Don’t ask me why I was thinking about this in the shower. I thought it would be interesting to compare the average distributions of 1s and 0s in manmade usages of binary to natural occurences. I have a feeling it will be very near to 50% for computer code, but who knows until you do an actual count. The only natural occurence I know off the top of my head are electrochemical impulses used in neural communication, but there are bound to be lots more.
Maybe no one has ever measured this because it’s pretty useless information itself =)
If you’re only studying binary integers, then 1’s are going to have a slight advantage since every binary integer other than 0 starts with a 1.
Beyond that, my gut instinct is that you’re correct: the distribution amonst numbers which appear in software will be close to 50-50. But there may be surprises. I recently learned about Benford’s law, which says that numbers drawn from “real-life” datasets are much more likely to have 1 as their leading digit than any other digit, no matter what the base. Roughly, this is because “real-life” numbers aren’t random: they’re much more likely to be products of other numbers, which skews the distribution. Benford’s law only talks about the leading digit, so it doesn’t have anything to say about base two numbers (other than providing another argument as to why binary is an excellent choice of base for floating-point arithmetic) but I wouldn’t be surprised to learn that there are other similar effects on the distribution of trailing digits.
Orbifold, you brought up exactly what I was thinking of when I read this thread. Of course, in the Benford probabilities 1 shows up as the first digit every time, but that doesn’t help much with other places. For what it’s worth, in a base-3 system 1 shows up as the first digfit about 2/3 of the time. In our base-10 system it showes up just under 1/3 of the time as the first digit (30.1%)
In a computer situation where memory is allocated in bytes, binary numbers would appear left-padded with zeros to fill the byte. That is, if an integer is a 4-byte value, it’s going to be a 32-digit binary number regardless of value, so even if the value is 1 (binary 1), that’s 31 zeros and a single one. If you’re going to do statistics on the frequency of zeros and ones, you’d have to start out by saying whether you’re going to ignore leading zeros or not.
There would be a bias for leading ones even if the numbers aren’t determined as a product. If you assume that most “natural” numbers are drawn from some uniform distribution starting at 1 (or 0), then you’ll also see a bias towards leading ones. For instance, if you have a distribution from 1 to 999, you’ll get about the same amount of each leading digit. But if you have a distribution from 1 to 500, you’ll see many more 1s, 2s, 3s, and 4s than you will 5s, 6s, 7s, 8s, or 9s. In a distribution from 1 to 300, everything will be penalized except for 1s and 2s, and from 1 to 200, over half of your numbers (111 choices out of 200) will start with 1. One is the only digit which can never be penalized in this way, no matter what your distribution: At worst, it’ll be just as likely as any other.
On the OP’s question, though, the complication is that most binary sequences in nature aren’t really number sequences. If I’m looking at the state of a particular neuron as a function of time, for instance, I could say that I’m going to call neuron firing = 1, neuron resting = 0, and get a number sequence that way. But I could just as well call neuron firing = 0, and neuron resting = 1. Neither way is really more valid than the other, so I won’t really be able to say that nature likes 1 better than 0, or vice versa.
If you’re talking about scanning through the contents of a computer’s RAM at some predetermined point and counting 1s and 0s, you’ll find a whole lot more 0s. I’ve done this when I was writing some diagnostic software. Obviously, it will depend on whether the command set for the particular processor you’re using is 1-loaded or 0-loaded, but with the data, it leans heavily toward 0 for several reasons. Most of them are related to the 0-padding to fill an even number of words.
I can think of a few reasons for bias when scanning a computer memory.

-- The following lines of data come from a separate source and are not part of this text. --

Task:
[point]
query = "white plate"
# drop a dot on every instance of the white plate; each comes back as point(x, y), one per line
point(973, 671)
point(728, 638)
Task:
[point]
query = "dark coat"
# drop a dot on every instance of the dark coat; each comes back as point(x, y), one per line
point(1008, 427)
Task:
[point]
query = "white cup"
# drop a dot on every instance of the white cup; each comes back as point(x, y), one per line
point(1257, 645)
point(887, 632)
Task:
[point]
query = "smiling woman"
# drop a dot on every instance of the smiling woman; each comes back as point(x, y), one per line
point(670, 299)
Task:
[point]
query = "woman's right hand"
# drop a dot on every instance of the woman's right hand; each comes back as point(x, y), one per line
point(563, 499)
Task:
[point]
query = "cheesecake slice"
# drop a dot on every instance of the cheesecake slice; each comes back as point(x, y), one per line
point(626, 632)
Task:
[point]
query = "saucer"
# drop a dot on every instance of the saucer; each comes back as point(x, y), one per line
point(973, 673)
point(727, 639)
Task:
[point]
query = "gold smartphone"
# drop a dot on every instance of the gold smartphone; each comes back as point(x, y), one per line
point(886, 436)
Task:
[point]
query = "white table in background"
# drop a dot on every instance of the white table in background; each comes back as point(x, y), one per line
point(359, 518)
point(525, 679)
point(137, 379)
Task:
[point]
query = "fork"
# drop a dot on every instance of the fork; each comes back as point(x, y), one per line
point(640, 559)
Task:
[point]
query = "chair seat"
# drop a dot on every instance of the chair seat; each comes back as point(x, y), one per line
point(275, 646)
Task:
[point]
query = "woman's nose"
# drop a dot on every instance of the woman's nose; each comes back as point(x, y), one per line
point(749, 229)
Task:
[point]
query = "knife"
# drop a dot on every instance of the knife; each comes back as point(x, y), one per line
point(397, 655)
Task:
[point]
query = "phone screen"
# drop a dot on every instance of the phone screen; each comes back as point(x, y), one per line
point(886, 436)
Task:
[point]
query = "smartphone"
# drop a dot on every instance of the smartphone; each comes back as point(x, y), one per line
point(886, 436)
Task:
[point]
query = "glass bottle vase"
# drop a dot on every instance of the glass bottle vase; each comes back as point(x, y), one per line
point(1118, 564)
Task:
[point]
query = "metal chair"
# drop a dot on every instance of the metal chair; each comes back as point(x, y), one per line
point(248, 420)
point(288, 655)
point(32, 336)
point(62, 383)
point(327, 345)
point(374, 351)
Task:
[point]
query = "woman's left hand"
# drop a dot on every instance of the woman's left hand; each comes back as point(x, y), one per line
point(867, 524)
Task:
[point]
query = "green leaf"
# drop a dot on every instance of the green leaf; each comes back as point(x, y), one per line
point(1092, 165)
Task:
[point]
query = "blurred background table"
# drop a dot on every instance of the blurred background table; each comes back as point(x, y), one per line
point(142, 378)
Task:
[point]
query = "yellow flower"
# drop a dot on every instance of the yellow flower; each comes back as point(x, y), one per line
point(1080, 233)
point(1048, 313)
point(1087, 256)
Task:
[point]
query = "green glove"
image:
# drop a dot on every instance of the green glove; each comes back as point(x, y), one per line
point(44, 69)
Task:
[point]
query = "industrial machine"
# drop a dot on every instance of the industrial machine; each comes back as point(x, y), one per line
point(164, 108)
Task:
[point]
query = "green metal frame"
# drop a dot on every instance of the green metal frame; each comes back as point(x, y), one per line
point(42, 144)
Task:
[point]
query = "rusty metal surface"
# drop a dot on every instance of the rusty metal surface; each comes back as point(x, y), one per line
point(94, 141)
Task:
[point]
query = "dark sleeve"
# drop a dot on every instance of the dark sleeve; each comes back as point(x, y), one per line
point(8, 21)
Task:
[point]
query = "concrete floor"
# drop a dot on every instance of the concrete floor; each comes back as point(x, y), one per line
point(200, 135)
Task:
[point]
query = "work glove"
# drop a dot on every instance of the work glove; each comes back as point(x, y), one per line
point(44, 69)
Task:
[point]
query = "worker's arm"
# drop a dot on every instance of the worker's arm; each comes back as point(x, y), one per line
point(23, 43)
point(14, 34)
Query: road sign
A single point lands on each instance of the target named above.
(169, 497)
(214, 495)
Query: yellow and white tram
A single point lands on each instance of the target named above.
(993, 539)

First, if the hardware or the operating system initializes unused memory to all zeros (or all ones), then there’s a pretty big bias to start.
Second, there’s the issue padding with zeros to fill out byte or word boundaries (this includes data, and addresses: a 64 bit processor will have a lot of zeros for most of its addresses, I’m guessing).
And then, there’s the initial bits for standard seven-bit ASCII characters in eight-bit bytes, which will usually all be zero. (though balanced perhaps by the fact that letters almost all have the 6th bit set to 1).
Depends what you consider the binary expansion. I’d say that the 0s win handily since all binary representations of integers start with an infinite series of zeroes.
Then again, if you move to real numbers they all end with an infinite tail of 1s…
Ah, it sounded like you were saying that all the reals ended in infinite strings of ones. And of course integers don’t necessarily end that way; that’s just one of two equally good ways to write them.